Every now and then, Hollywood gets it just right and slips a cosmic philosophy into an otherwise light production. Such is the case in Back to the Future III when Doc Brown suggests that the path “Back to the Future” from 1885 leads right over a cliff. When Marty protests, the Doc tells him that he's just not thinking fourth dimensionally. Like an addict recovering from his limited perspective on life, Marty takes the first of twelve steps when he admits that he has a real problem with that.
The Doc goes on to explain that when the Delorean time machine reaches 88 mph, it will be at the edge of the cliff, immediately transported back to the future, and the bridge to safe passage over the ravine will be in place. In essence, Doc is asking Marty for a leap of faith. Doing the hard work today, and envisioning the future result, will get Marty and the Doc where they want to go. They are working to realize a future that does not yet exist.
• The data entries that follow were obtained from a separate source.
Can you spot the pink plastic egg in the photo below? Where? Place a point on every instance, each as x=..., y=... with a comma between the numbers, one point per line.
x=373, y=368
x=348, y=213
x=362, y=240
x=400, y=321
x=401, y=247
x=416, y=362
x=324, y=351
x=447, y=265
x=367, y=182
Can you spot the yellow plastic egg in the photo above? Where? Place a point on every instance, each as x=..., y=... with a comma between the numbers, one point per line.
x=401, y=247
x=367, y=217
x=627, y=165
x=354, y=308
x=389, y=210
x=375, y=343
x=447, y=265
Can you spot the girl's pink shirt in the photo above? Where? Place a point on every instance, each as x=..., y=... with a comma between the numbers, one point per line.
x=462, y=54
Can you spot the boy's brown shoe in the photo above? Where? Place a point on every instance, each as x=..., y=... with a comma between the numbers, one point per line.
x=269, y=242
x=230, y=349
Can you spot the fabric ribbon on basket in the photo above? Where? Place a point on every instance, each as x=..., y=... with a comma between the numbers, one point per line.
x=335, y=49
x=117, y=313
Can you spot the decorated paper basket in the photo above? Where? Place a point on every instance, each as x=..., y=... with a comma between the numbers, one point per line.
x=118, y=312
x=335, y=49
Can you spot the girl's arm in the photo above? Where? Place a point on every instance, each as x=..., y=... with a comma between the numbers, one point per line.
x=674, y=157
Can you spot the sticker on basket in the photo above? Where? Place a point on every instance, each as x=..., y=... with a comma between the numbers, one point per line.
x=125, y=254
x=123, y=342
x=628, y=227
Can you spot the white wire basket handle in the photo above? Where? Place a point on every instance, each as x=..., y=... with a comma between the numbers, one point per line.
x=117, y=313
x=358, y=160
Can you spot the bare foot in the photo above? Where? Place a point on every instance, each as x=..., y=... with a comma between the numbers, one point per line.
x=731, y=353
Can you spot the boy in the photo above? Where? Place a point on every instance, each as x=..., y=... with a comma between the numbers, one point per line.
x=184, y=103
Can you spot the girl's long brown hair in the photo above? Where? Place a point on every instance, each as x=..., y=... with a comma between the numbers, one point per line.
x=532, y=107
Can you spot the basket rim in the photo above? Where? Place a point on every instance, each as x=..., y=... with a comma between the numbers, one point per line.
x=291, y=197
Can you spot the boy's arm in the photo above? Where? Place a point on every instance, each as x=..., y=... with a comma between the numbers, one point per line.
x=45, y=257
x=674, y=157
Writing a novel is much the same. The novel doesn’t exist until the author envisions it, pens it, and promotes it. Neither do the readers, since there is nothing yet to read. The desire to get to that currently non-existent future, and the faith to persist in the effort, are the qualities that create the future itself. Like three dimensional thinkers, many of an author’s friends and relations may not be able to grasp the concept of a fourth dimension, the time-space continuum, where one creates a future that alters the foundation of our assumptions about the present.
The novel can be done, if it will be done. A novel only exists in the future if the hard work is done today. Writing often involves tuning out the skeptics and the three dimensional thinkers. The writer must have faith that when the time comes, the future we create will be there to carry us safely over the ravine.